Lookahead and Lookbehind Subrules
Raku supports zero-width assertions:
say "foobar" ~~ / foo <?before bar> /;
say "foobar" ~~ / foo <!before baz> /;
say "foobar" ~~ / <?after foo> bar /;
The <.subrule> Non-capturing Call
Prefix a subrule call with . to use it without capturing:
my $log = "2026-03-28 ERROR disk full";
if $log ~~ / (\S+) <.ws> (\S+) <.ws> (.*) / {
say $0;
say $1;
say $2;
}
This keeps your match object clean, containing only the data you care about.
Alternation with Proto Tokens
In grammars, you can use proto token to create extensible subrules:
grammar Literal {
token TOP { <value> }
proto token value {*}
token value:sym<integer> { '-'? \d+ }
token value:sym<float> { '-'? \d+ '.' \d+ }
token value:sym<string> { '"' <( <-["]>* )> '"' }
token value:sym<bool> { 'true' | 'false' }
}
say Literal.parse('42');
say Literal.parse('3.14');
say Literal.parse('"hello"');
say Literal.parse('true');
Each sym variant is a separate subrule that the proto dispatches to.

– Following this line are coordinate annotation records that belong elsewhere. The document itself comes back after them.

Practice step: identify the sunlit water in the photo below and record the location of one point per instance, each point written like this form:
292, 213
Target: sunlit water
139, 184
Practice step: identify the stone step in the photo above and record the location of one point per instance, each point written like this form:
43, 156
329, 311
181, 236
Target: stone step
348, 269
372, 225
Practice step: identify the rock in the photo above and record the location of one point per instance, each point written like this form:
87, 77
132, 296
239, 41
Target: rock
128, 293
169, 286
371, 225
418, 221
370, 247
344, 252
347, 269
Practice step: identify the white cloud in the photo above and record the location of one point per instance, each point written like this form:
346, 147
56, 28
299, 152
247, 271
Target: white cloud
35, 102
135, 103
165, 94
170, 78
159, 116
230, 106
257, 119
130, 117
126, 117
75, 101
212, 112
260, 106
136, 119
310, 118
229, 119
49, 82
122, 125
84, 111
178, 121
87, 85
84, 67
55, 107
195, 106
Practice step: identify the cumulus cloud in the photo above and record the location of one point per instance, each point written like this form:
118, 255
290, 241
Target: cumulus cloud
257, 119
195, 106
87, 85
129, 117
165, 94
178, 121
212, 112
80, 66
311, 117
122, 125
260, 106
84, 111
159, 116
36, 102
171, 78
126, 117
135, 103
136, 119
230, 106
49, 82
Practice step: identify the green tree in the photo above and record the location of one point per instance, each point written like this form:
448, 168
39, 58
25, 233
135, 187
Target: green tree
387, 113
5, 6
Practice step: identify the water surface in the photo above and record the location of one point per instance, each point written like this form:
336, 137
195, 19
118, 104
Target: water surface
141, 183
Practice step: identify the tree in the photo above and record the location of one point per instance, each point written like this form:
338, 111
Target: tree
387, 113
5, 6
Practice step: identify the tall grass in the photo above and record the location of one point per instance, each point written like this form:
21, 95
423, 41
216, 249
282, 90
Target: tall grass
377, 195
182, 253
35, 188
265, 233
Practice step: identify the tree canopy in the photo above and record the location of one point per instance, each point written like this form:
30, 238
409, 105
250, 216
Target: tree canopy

Composing with Role Grammars
Grammars can compose rules from roles, just like classes:
role NumberRules {
token integer { '-'? \d+ }
token decimal { '-'? \d+ '.' \d+ }
}
role StringRules {
token single-quoted { "'" <( <-[']>* )> "'" }
token double-quoted { '"' <( <-["]>* )> '"' }
}
grammar MyLang does NumberRules does StringRules {
token TOP { <integer> | <decimal> | <single-quoted> | <double-quoted> }
}
say MyLang.parse("42");
say MyLang.parse("3.14");
say MyLang.parse("'hello'");
Practical Example: Log Line Parser
my token ip-addr {
[\d ** 1..3] ** 4 % '.'
}
my token timestamp {
\d ** 4 '-' \d ** 2 '-' \d ** 2
' '
\d ** 2 ':' \d ** 2 ':' \d ** 2
}
my token log-level {
'DEBUG' | 'INFO' | 'WARN' | 'ERROR' | 'FATAL'
}
my token log-line {
'[' <timestamp> ']'
\s+
<log-level>
\s+
<ip-addr>?
\s*
$<message>=[\N+]
}
my $line = "[2026-03-28 14:30:00] ERROR 10.0.0.1 Connection refused";
if $line ~~ / <log-line> / {
say "Time: {$<log-line><timestamp>}";
say "Level: {$<log-line><log-level>}";
say "IP: {$<log-line><ip-addr>}";
say "Msg: {$<log-line><message>}";
}
Subrules transform regexes from write-only strings into modular, self-documenting patterns. Use them anywhere patterns start getting complex.